The very manner in which divine inspiration is conceived is different in the Way. Origination is not in question at all, but rather what to do with it. The prophetic nature of the Sufi Message and the teachings of Inayat Khan are accepted by all three organisations. In the Way, such ‘inspired’ teaching is seen as a vehicle to convey the very inspiration itself and being in contact with this prophetic meaning.

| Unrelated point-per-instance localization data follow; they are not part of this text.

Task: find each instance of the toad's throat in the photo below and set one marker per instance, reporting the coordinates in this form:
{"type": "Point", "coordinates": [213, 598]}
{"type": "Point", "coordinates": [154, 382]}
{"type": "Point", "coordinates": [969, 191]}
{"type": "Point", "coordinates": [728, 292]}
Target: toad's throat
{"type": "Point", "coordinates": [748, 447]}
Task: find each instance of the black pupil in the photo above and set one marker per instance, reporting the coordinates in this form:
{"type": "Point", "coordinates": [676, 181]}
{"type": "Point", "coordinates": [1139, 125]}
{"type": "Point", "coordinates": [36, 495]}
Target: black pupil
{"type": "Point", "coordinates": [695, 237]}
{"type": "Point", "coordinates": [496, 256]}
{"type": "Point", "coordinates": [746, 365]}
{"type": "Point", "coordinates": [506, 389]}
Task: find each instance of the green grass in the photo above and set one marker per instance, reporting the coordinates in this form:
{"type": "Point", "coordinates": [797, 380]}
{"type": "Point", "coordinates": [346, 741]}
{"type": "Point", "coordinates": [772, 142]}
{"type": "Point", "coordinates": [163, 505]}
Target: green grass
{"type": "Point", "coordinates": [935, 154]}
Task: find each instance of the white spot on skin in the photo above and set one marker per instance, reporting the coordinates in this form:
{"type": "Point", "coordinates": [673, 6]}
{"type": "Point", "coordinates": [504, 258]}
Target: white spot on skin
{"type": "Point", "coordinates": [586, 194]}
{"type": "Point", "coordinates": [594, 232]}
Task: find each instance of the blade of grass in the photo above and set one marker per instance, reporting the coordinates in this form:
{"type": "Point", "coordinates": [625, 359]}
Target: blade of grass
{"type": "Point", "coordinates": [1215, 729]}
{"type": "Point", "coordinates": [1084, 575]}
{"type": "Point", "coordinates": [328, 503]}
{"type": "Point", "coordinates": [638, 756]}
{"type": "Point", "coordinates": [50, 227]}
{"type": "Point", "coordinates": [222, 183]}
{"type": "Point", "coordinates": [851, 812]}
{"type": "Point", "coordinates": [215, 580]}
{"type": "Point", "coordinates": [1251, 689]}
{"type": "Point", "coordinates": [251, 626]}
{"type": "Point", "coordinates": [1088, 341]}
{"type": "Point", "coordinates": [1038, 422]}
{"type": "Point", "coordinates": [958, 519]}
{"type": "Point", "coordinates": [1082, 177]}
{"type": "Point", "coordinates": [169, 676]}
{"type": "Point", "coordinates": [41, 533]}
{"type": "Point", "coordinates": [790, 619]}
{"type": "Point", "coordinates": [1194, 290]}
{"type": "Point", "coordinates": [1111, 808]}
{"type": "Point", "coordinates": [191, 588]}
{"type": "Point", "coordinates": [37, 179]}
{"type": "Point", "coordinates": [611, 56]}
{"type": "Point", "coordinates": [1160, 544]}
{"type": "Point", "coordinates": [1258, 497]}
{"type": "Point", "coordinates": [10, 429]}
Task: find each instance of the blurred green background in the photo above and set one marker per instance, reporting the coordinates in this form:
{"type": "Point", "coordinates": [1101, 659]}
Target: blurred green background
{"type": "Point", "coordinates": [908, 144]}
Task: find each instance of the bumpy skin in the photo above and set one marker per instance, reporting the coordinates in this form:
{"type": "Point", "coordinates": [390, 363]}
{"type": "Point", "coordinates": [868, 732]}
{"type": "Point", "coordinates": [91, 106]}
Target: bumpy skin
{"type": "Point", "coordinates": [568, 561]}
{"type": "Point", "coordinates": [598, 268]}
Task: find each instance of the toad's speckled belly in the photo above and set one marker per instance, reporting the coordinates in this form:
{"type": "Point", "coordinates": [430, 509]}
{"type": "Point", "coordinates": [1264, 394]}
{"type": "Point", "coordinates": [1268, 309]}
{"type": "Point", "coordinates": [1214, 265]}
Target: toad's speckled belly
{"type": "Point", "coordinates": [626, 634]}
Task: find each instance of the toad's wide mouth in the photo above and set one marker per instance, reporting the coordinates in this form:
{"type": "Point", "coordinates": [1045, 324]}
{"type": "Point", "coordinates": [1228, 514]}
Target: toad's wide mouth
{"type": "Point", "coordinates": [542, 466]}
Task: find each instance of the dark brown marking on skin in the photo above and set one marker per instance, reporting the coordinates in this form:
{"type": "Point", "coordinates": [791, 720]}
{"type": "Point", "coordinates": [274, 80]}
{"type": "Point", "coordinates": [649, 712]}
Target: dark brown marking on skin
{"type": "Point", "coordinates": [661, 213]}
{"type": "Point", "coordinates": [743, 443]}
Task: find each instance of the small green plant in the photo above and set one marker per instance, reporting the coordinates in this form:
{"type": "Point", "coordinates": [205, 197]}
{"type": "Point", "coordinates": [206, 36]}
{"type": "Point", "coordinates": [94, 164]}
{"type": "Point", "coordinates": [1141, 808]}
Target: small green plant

In my view the new spiritual direction of the present and the future is self-actualisation and individual growth, rather than mass group development as in the past. This is also why I strongly advocate that spiritual leadership in the present context should aim to foster independence and self-sufficiency rather than discipleship in the context of the past. I also highly value the criteria that a spiritual teacher in today’s world lives a normal life in society, rather than be an object of wonderment or adulation as in the past. The future spiritual teacher is the friend; the real friend. The Way teaches that spiritual leadership which does not aim to foster independence and self-sufficiency in the context of society, knowledge and education, is a leadership which brings about sects, groups, cults and other forms of exclusion. This sectarianism is viewed by me as an aspect of the spiritual impulse of the past. I try to avoid it and feel that the spiritual leadership of today must emphasise universality, networking and the actualisation of spiritual consciousness in the world here and now on an individual basis. I view this as the idea of brotherhood and sisterhood in the real sense of today.
So in my opinion all three groups find their base in the same ‘teachings’ and as such form together Western Sufism. Over the next few years the three groups could develop separately and independently or they may merge or federate. Obviously it is confusing for someone trying to find the organisation of Hazrat Inayat Khan to discover that several exist. Indeed very often people discover by chance only one of these three and then after having, joined or rejected that one, they find out that there are one or two others (or more). There is a natural process among humans: tribal identification. One would wish, and obviously I do so, that these tribes may be in harmony with each other. Sometimes this harmony is there and sometimes it is not; that is also the human process. The Way teaches its adherents that there is much good to be experienced everywhere and that God's guidance is in all things. The expansive consciousness goes beyond all existing boundaries of self; even the one of being a Sufi or of being spiritual or becoming anything! I hope that in writing this I may have given you some valuable understanding of how I think of the triadic Western Sufism and especially that if you are an adherent to the Movement or Order, that the Way is not in enmity with your spiritual leadership. We simply are different yet also human and sincere.
March 10, 1987
- For simplification I shall refer to the various groupings as follows:
- The Sufi Movement founded by Hazrat Inayat Khan as The Sufi Movement;
- The Sufi Order International founded by Vilayat Inayat-Khan as the Order;
- The Sufi Way founded by Fazal Inayat~Khan as the Way;
- The present Sufi Movement represented by Dr. H.J. Witteveen as the Movement;
(1) The agglomeration of all the above in a single concept as Western Sufism;
(2) The Sufi Order which was originally founded as an esoteric school as an activity within The Sufi Movement by Hazrat Inayat Khan and having at present one branch in the Movement and one branch in the Way, as ‘The Sufi Order’. There is also such an esoteric school in the Sufi Order International.
(3) Fazal Manzil is the ‘ancestral’ house in which Sufi Inayat Khan lived from 1923 and which I consider as one of my spiritual abodes. Presently my aunt, uncle and father reside there.